Georgi Catoire

Piano Concerto op. 21/Piano Quintet op. 28/Piano Quartet op. 31

Oliver Triendl (Klavier), Vogler Quartett, Rundfunk-Sinfonieorchester Berlin, Ltg. Roland Kluttig

Rubrik: CDs
Verlag/Label: Capriccio
erschienen in: das Orchester 07-08/2021 , Seite 72

Es gibt drei verschiedene Komponistentypen: diejenigen, deren Werke im Repertoire gepflegt werden, jene, die fast nur in musikhistorischen Darstellungen Erwähnung finden und die Unbekannten.
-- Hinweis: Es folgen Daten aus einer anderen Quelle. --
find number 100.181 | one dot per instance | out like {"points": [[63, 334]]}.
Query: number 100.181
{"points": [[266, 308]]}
Für das Russland der vorletzten Jahrhundertwende könnten Alexander Skrjabin für den ersten, Sergei Tanejew den zweiten und Georgi Catoire für letzteren Typus stehen.
Um Catoires Werk macht sich die Pianistin und Musikwissenschaftlerin Anna Zassimova verdient, u.a. mit einer Monografie, der Veröffentlichung des Briefwechsels mit Tschaikowsky sowie CD-Einspielungen. Auch den Begleittext zu diesem Album hat sie beigesteuert.
Catoire stammte aus einer lothringischen Händlerfamilie, die um 1800 nach Russland auswanderte. Dem 1861 in Moskau Geborenen wurde es ermöglicht, sich musikalisch zwischen Russland und Westeuropa zu bewegen. Klavierunterricht erhielt er bei Karl Klindworth, besuchte die Bayreuther Festspiele, war u.a. Kompositionsschüler von Rimskij-Korsakow. Catoire schloss zunächst ein Mathematikstudium ab, ehe er sich auf Anraten Tschaikowskys auf die Musik konzentrierte. 1917 übernahm er eine Professur in Moskau. Sein Werkkatalog enthält Klavierwerke, Lieder, Chöre, Kammermusik, ein Klavierkonzert, eine Sinfonie und eine Kantate.
Der sich im Schwerpunkt vergessenen Werken widmende Pianist Oliver Triendl ist als Solist wie auch Kammermusikpartner des Vogler Quartetts an allen Werken dieses Albums beteiligt. Gemeinsam interpretieren sie diese Werke mit emotionaler Kraft und zugleich nicht zu breitem Ton, stets mit sicherem Blick auf die Balance. Das RundfunkSinfonieorchester Berlin unter Leitung von Roland Kluttig begleitet klangsinnlich ohne Übertreibungen.
Das Klavierquintett op. 28 in g-Moll (1914) zeigt für Catoire typische Merkmale: eine melancholische Grundierung, Entwicklung der Formverläufe aus Grundmotiven, überwiegend lineare Stimmführung, dichte Faktur des Satzes. Die Sonatenform des ersten Satzes bleibt durch eine Technik des permanenten Wachsens und Entwickelns fast versteckt. Beim Klavierquartett in a-Moll (1918) ensteht, u.a. durch übermäßige Dreiklänge als auch Umdeutungen von Vorhaltstönen, eine vagierende Harmonik, die zu unerwarteten Klangverbindungen führt. Ungewöhnlich im Klavierkonzert in As-Dur op. 21 (1909) ist die Behandlung des Soloinstruments: Der Klavierpart ist oft eingewoben in den Gesamtklang oder erscheint in rhapsodischen Stellen fast unbegleitet. Ungewöhnlich ist auch die formale Gestaltung des Kopfsatzes als Variationenfolge.
Die Musik Catoires ist strukturell und formal nicht leicht zugänglich. Stilistisch bewegt er sich zwischen Spätromantik, Jugendstil und Impressionismus. Trotz Assoziationen an Brahms, Liszt, Fauré oder Debussy haben diese Stücke etwas Eigenes. Catoire ist eine Entdeckung für Hörer, die eine Ergänzung zum gängigen Repertoire begrüßen: Sie können sich freuen auf eine farbenprächtige und klischeefreie Musik des Fin de Siècle.